The usual everyday representation of the relationship is the table, the title of which is the scheme of the relationship, and lines - the cortex of the specimen; In this case, the names of the attributes refer to the columns of this table. Therefore, sometimes they say the "Column of the Table", meaning "attribute of the relationship". When we proceed to consider practical issues of organizing relational databases and management tools, we will use this everyday terminology. This terminology adhere to most commercial relational DBMS.

The relational database is a set of relationships whose names coincide with the names of the relationship schemes in the database scheme.

As can be seen, the main structural concepts of the relational data model (except for the concept of domain) have a very simple intuitive interpretation, although in the theory of relational database they are all determined absolutely formally and accurately.

Key table relationship. Corgers should not be repeated inside tables-Relationships And, accordingly, they must have a unique identifier - primary key.One or more attributes whose values \u200b\u200bunambiguously identify the table row are key Tables.

The primary key is called simple , When it consists of one attribute, or composite When it consists of several attributes. In addition to the primary key, in relation to may exist and secondary keys.

Secondary key – This is such a key whose values \u200b\u200bcan be repeated in different rows-tales. There may be a group of rows with the same value of the secondary key.

External key - This is a set of attributes of one table, which is the key of another (or the same) table. External keys provide important links between tables. They are used to associate data from one table with data in another table. The external key attributes do not have to have the same names as the key attributes that they match.

Similar information.

This article we begin a new cycle dedicated to databases, modern data access technologies and their processing.
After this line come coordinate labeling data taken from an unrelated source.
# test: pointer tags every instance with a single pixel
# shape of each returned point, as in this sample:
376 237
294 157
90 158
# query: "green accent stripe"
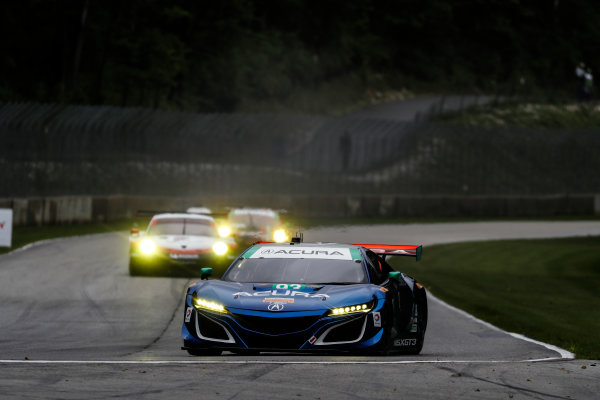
355 253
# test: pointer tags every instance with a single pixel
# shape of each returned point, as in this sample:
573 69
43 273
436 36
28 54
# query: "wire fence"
52 150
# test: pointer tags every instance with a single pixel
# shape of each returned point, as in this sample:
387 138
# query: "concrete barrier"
81 209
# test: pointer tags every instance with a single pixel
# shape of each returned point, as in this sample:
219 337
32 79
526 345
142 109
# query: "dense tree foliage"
228 55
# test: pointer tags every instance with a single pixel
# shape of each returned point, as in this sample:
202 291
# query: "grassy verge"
525 114
23 235
544 289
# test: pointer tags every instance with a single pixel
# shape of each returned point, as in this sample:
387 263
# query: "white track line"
564 354
185 362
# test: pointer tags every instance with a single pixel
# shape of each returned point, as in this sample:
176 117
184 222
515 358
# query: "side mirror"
395 275
205 273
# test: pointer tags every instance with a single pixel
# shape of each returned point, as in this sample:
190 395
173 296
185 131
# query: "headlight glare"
220 248
357 308
224 231
209 305
147 246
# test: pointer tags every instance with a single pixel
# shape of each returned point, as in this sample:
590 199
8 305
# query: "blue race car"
308 297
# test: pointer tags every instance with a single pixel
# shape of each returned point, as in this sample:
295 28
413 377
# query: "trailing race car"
179 242
308 297
251 225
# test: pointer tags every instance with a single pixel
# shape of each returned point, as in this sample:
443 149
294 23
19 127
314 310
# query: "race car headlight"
209 305
147 246
224 231
220 248
353 309
279 236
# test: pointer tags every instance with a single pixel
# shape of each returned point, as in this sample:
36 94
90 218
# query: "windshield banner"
329 253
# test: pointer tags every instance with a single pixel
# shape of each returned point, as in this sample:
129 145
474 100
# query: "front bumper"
168 261
306 331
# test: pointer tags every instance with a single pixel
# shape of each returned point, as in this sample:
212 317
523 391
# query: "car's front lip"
309 338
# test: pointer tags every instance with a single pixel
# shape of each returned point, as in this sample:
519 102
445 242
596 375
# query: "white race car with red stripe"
179 242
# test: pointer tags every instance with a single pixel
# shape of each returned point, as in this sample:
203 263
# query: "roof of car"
254 211
183 215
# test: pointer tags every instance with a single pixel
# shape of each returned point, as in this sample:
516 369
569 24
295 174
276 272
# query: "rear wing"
394 249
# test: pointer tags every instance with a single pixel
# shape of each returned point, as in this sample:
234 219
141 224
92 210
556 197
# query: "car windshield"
251 220
183 226
296 270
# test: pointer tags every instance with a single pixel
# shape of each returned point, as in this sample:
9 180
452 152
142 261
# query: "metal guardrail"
53 150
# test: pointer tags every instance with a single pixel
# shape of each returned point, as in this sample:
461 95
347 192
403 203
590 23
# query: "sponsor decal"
277 300
291 293
302 252
275 307
377 319
405 342
288 286
188 314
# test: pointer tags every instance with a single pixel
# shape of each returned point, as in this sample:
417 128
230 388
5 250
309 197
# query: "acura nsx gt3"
308 297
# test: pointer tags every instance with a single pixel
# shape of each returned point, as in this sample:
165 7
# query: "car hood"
257 296
185 242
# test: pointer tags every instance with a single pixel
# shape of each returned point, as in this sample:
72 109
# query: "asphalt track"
73 324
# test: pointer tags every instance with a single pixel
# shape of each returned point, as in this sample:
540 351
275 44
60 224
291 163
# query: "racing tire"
204 352
421 302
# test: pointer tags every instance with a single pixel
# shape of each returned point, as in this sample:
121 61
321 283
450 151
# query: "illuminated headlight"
279 236
209 305
147 246
224 231
357 308
220 248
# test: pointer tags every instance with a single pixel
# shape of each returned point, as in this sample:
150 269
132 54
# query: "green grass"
524 114
548 290
23 235
545 289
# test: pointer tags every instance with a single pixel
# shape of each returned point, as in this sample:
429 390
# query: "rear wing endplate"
394 249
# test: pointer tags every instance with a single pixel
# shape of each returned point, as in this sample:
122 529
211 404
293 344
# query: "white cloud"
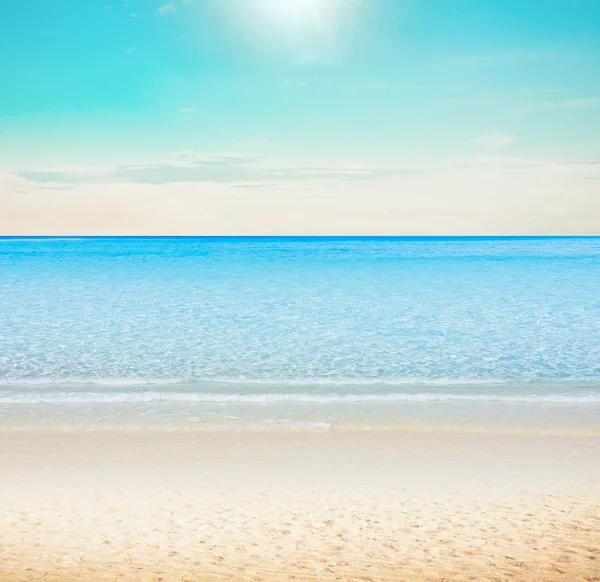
494 140
494 196
579 103
307 60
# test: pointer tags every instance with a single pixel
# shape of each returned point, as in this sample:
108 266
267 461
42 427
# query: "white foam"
281 398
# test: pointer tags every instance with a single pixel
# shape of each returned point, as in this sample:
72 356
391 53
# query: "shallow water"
201 333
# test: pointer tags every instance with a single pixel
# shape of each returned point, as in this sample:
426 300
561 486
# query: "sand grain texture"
184 508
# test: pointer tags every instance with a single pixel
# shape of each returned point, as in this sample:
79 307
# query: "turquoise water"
486 333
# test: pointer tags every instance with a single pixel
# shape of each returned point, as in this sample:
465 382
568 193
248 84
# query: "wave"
279 398
304 382
38 239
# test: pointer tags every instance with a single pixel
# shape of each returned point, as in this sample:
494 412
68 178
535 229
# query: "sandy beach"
286 506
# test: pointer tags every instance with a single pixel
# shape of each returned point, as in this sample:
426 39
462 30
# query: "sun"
294 11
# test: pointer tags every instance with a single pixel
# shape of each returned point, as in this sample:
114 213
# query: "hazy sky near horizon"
300 117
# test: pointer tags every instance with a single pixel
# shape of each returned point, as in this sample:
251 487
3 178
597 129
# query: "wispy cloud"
166 9
494 140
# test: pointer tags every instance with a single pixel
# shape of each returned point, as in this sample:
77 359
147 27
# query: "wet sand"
285 506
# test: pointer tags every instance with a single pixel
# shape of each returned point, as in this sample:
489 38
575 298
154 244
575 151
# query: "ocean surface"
457 334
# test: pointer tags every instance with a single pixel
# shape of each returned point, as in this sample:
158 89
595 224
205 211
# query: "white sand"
361 506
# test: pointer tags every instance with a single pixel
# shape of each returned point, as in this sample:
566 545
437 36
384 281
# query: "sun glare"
294 12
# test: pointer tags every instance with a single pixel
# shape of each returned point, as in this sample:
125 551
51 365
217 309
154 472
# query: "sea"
477 334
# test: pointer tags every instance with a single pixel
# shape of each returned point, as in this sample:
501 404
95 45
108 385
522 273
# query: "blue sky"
297 96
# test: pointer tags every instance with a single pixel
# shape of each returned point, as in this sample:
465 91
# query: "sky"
299 117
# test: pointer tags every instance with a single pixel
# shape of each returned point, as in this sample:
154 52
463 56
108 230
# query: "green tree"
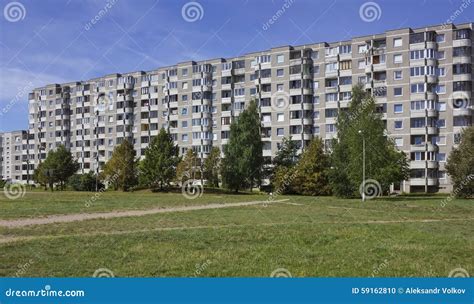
243 159
63 165
121 169
460 165
188 167
158 168
311 174
57 168
212 167
84 182
283 165
384 163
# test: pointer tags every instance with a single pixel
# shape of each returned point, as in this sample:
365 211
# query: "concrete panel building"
421 79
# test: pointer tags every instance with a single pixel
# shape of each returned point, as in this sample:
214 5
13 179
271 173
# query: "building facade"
421 79
15 165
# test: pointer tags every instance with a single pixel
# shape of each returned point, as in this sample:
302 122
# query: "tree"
188 167
460 165
212 166
384 163
63 165
57 168
287 155
283 166
84 182
161 158
121 169
243 158
311 172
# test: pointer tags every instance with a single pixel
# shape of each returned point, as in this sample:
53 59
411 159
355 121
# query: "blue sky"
49 41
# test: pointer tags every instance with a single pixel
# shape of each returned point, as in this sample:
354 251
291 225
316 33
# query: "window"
439 140
440 89
397 91
440 72
397 58
330 128
345 49
397 42
362 48
331 67
398 108
316 115
345 65
417 88
441 157
397 75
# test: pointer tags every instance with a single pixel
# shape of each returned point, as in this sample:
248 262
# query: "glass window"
397 42
397 91
398 58
398 108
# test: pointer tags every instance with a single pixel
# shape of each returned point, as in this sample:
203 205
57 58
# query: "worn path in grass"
106 215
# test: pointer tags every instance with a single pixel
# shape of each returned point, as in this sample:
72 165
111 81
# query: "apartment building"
15 165
421 79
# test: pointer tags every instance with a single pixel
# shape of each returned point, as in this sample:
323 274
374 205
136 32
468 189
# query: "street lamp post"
363 165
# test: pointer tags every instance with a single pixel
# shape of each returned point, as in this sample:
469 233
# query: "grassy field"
305 236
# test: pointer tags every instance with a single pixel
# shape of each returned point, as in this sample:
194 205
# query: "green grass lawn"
308 236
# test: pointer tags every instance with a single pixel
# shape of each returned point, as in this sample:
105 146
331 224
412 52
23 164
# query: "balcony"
461 42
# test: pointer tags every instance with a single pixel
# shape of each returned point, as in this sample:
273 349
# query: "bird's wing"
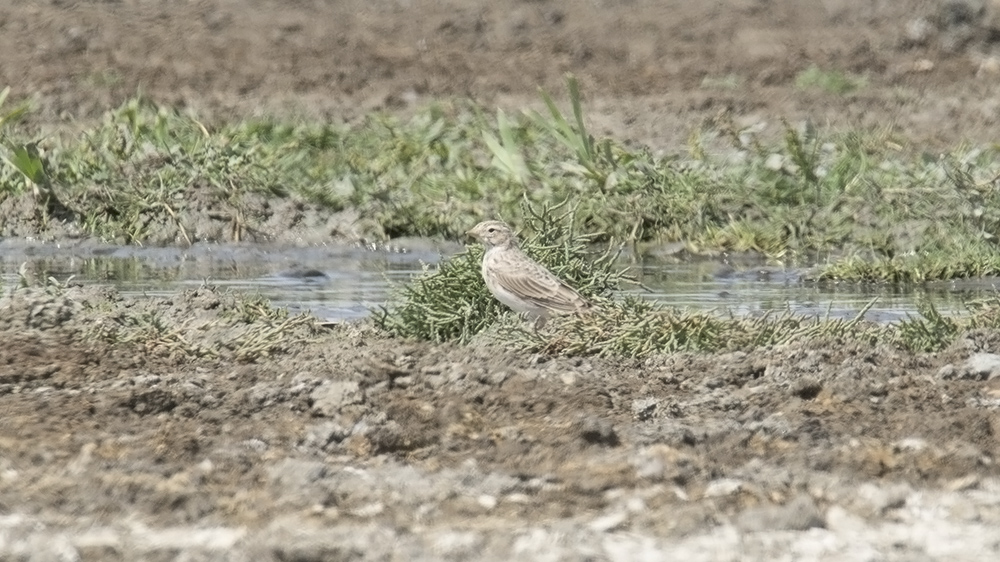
538 286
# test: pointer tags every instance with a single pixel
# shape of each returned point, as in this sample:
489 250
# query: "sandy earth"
352 447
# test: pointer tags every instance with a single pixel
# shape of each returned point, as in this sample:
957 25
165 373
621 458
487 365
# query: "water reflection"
345 282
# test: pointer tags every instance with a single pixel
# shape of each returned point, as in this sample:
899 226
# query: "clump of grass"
635 328
831 81
202 322
149 175
453 303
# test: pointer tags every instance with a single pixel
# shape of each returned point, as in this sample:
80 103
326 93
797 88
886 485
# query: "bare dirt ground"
350 446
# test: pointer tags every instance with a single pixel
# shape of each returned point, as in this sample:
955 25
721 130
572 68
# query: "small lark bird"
520 282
Throughout this cycle, we plan to consider the most popular desktop and server management systems. databases (DBMS), data access mechanisms (OLD DB, ADO, BDE, etc.) and utilities for working with databases (administration tools, report generators, data graphical representation tools). In addition, we plan to pay attention to data publishing methods in the Internet, as well as such popular methods for processing and storing data, such as OLAP (on-Line Analytical Processing), and creating data warehouses (Data Warehouse).

In this article, we will consider the basic concepts and principles underlying database management systems. We will discuss the relational data model, the concept reference integrity and the principles of data normalization, as well as data design tools. Then we will tell, what are the DBMS, which objects can be contained in the databases and how requests are made to these objects.

The main concepts of relational databases

Let's start with the basic concepts of DBMS and a brief introduction to the theory of relational databases - the most popular data storage method is now.

Relational data model

Relational data model E.F. Koddd (Dr. E.F.CODD), a well-known database researcher, in 1969, when he was an IBM employee. For the first time, the basic concepts of this model were published in 1970. A RELATIONAL MODEL OF DATA FOR LARGE SHARED DATA BANKS, CACM, 1970, 13 N 6).

The relational database is a data warehouse containing a set of two-dimensional tables. A set of means to manage such a storage called relational database management system (RSUBD). RSUBD may contain utilities, applications, services, libraries, application creation tools and other components.

Any table of relational database consists of row (also referred to as well notes) I. column (also referred to as well fields). In this cycle, we will use both pairs of terms.

Table rows contain information about the facts presented in it (or documents, or people, in one word, - about the same type of objects). At the intersection of the column and lines are the specific values \u200b\u200bof the data contained in the table.

Data in tables meet the following principles:

Each value contained at the intersection of the string and column must be atomic (that is, not dismembered by several values).
Data values \u200b\u200bin the same column must belong to the same type available for use in this DBMS.
Each entry in the table is unique, that is, there are no two entries in the table with a fully coinciding set of values \u200b\u200bof its fields.
Each field has a unique name.
The sequence of fields in the table is insignificant.
The sequence of records is also insignificant.

Despite the fact that the rows of the tables are considered disordered, any database management system allows sorting strings and columns in samples from it by the desired user.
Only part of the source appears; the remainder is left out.